FA:  How is your membership doing these days and are women joining?

Continues to grow – 584,000 members overall.  Women in the Outdoors has 47,000 members – and has a larger member base bigger than a half dozen other national conservation organizations.

FA:  What are you the most proud of accomplishing thus far with the NWTF?

  • The near completion of restoration of the wild turkey across North America.
  • Finding a place for people from all walks of life to plug into conservation.
  • Moving the needle of our Families Afield program to reduce or eliminate the minimum age for kids to legally hunt.  PA is the greatest.
  • The completion of phase IV of the Wild Turkey Center and it being debt free.

A nice buck for bowhunter Keck.
FA:  What are some of your future plans?

Hunt more?and eventually move on to take advantage of some other wonderful talents that the good Lord has blessed me with.

Rob meets President Bush

FA:  What do you feel are the major threats to the hunting and conservation areas concerning the wild turkey?
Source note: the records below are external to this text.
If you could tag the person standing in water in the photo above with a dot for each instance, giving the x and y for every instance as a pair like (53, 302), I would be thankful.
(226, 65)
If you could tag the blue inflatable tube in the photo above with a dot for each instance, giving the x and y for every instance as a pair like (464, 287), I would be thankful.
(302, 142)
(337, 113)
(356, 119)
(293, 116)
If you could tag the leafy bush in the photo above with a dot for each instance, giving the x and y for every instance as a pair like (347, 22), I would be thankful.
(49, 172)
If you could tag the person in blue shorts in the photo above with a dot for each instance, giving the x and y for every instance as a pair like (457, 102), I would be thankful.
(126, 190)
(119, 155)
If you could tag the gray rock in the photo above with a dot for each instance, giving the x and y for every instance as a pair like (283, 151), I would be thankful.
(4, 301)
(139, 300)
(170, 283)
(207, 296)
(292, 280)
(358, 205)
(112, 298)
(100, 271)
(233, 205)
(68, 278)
The major threats to hunting, not just turkey hunting, are: 1. Reduced access; 2. Barriers to recruitment; 3. Not being politically relevant,
#1- Access, having a place to hunt, #2 – Removing barriers so kids can legally hunt. #3 – We must be politically active at all levels – if not, these issues will erode both recruitment and retention of hunters.

FA:  The current state of the Wild Turkey is one of today’s real success stories. Can you give us some idea how this story has progressed from where it was before the NWTF and where it is now?
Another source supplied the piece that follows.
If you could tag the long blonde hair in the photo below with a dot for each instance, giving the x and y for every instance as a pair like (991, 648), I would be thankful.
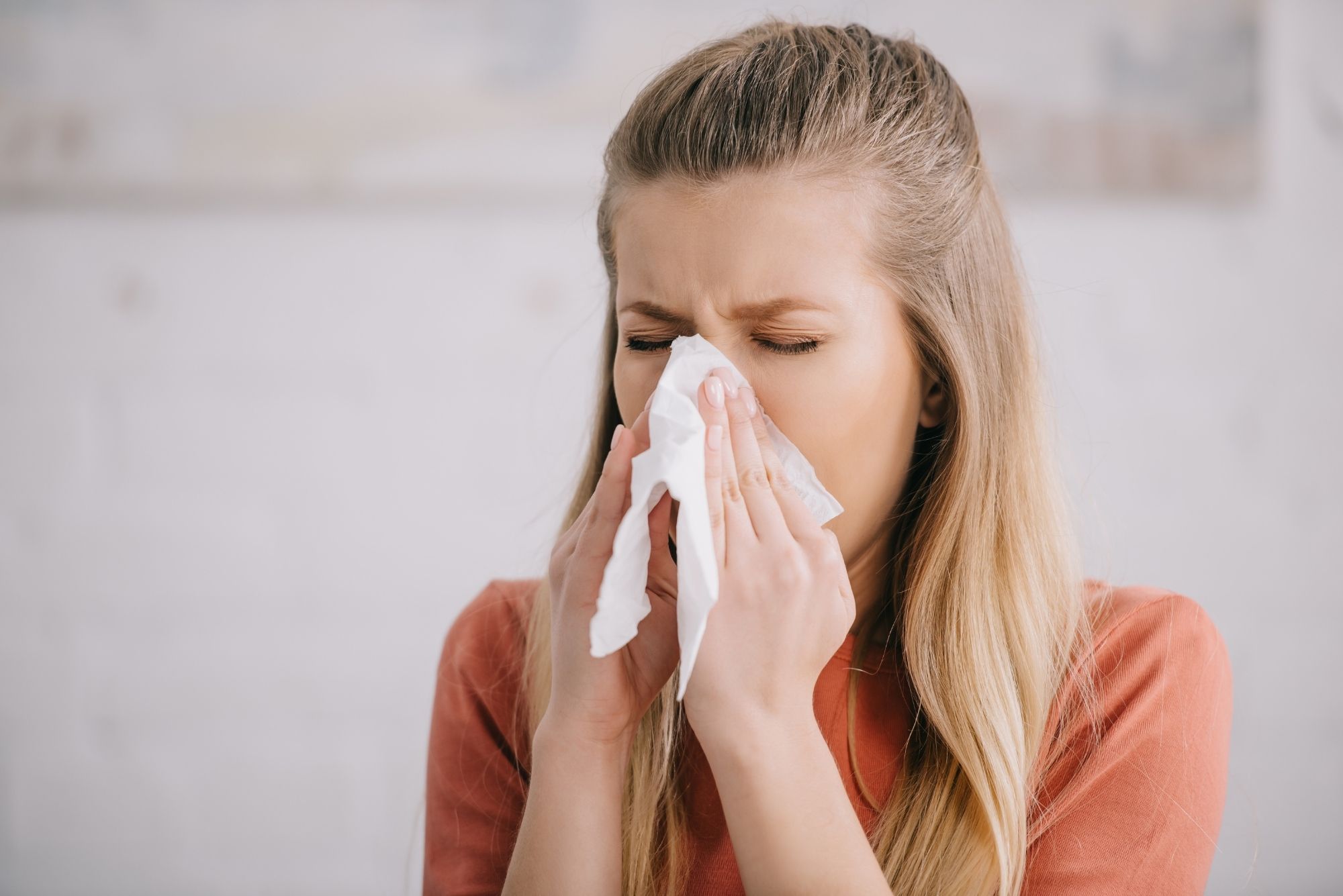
(985, 573)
 Low point of the wild turkey was early in the 20th century of less than 30,000 birds.  When NWTF began there were nearly a million wild turkeys and were being hunted in 30 states.  Today – hunted in 49 states, Canada, Mexico and numbers almost 8 million birds.

Two like minds on conservation, President Bush and Rob.

FA:  A few years ago in Wyoming you gave one of the finest, most eloquent talks on hunting I’ve ever heard.  You & I have been friends a long time but I gained an entirely new perspective on what a great spokesman for us all you are that night.  Have you always had this gift of gab and a passion for all things outdoors?

 You are most kind in saying this.  I’ve always had the passion for the broad scope of hunting, angling and the outdoors.  In college I got a “C” in public speaking.

Rob during a great hunt for Caribou.
FA:  Peterson’s Hunting Magazine named you as ‘One of Hunting’s 25 Most Influential Personalities of the 20th Century’.  That has to be a big honor Rob.  Can you tell us about that and some other highlights of your prestigious career?

I was truly honored and am not sure why I was selected, there are much more deserving people.  I think my Bio probably touches on that, but certainly the many fine people I’ve met all across North America.  The many mom & pops who build turkey calls in their basements, to so many folks who have given their time, which is part of their lives and give of their earnings to make conservation of great natural resources thrive.  The American hunter is the greatest model of wildlife restoration and conservation in the history of the world.

By the same token I’ve been able to interact with wildlife professionals from the State & Federal agencies partnering on fantastic habitat, educational, conservation and research projects. 

Politically, I’ve had the unique opportunity to interact and sell the conservation story to Governor’s and President’s, Premiers and heads of states.  So many stories there’s not enough space, or time to cover.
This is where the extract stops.